I’m not as bad a person as I originally thought. After brainstorming with a friend, we remembered when K told a group of 4 people (including myself) about her STI. Therefore the guilt is no longer eating me up. Yes, I did tell a friend, but she told that same friend in the group of 4. It doesn’t make what I did right, but it does make it irrelevant in the grand scheme of things.
But I cannot tell K this, she wouldn’t believe me or would choose to not remember. She has been subtweeting about me a lot on twitter. I muted her so I wouldn’t have to read the mean words. She’s a toxic person and I’m glad she’s out of my life, but that doesn’t mean her words don’t hurt. For the most part they weren’t that bad and I honestly didn’t care, until I came across one that said “You’re dead to me.” Growing up, I was told that you never say you wish someone was dead, that they’re dead to you, or that you hate them, because thoughts are just as harmful as actions.

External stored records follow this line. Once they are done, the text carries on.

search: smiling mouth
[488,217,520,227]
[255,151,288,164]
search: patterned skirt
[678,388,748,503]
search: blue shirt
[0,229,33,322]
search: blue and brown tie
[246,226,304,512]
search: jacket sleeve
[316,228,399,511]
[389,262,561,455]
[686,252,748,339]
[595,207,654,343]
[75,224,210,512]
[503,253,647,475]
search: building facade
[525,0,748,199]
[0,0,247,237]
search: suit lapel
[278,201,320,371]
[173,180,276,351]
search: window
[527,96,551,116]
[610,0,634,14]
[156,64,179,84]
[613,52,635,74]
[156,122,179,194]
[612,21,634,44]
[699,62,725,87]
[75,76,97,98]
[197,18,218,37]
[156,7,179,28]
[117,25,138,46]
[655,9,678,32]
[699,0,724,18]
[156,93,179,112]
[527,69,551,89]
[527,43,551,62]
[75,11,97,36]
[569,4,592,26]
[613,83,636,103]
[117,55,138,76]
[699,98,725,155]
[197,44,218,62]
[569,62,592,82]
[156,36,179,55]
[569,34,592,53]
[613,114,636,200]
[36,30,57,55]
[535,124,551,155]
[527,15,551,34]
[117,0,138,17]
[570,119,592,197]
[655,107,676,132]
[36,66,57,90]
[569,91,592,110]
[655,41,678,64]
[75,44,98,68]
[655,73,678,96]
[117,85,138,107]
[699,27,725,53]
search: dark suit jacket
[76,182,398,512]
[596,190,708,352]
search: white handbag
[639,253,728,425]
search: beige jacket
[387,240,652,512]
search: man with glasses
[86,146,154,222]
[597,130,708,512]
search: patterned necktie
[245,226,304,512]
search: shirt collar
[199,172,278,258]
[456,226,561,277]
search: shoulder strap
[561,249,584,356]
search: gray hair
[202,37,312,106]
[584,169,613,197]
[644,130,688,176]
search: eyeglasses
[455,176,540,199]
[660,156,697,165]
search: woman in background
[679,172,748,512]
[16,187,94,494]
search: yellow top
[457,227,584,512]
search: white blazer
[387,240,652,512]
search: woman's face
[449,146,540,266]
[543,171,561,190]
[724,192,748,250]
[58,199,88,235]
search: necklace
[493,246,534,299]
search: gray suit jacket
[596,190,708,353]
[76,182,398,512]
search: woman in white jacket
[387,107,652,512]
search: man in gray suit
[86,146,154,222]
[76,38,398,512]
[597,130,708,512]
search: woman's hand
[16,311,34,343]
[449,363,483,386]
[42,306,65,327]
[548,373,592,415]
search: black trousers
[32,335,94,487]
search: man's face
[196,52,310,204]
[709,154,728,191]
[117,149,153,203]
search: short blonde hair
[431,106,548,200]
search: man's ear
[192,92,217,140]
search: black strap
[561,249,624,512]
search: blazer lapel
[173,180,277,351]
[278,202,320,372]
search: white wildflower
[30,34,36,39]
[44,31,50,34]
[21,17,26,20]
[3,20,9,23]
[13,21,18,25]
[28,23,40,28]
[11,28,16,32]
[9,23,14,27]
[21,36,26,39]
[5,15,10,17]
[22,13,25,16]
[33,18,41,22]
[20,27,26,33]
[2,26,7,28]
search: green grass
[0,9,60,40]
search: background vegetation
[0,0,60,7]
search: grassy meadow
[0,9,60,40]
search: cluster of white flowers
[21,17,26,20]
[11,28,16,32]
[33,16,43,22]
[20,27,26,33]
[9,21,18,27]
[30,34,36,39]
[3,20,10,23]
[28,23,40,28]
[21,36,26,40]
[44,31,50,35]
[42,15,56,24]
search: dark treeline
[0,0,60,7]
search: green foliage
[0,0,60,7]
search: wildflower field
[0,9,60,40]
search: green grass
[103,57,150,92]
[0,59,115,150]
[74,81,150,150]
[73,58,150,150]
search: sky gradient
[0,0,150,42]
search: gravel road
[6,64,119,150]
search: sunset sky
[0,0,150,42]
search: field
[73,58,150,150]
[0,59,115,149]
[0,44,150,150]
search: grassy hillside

We had a sorority ritual last night and she completely ignored me. She brought stuff of mine that she had and left it on the table in the sorority house for me to find. She even skipped our sorority meeting last night because she would have to stand beside me. I’m honestly so tired of dealing with it. It’s a huge emotional toll on me. I really don’t think anyone realizes that either. They just think I’m done with her and that’s the end of it, but it’s not. We were friends for 2 years and while I knew the relationship was toxic, we also had fun times. I never want to be as close as we once were, I just want things to be civil and not be awkward or hostile.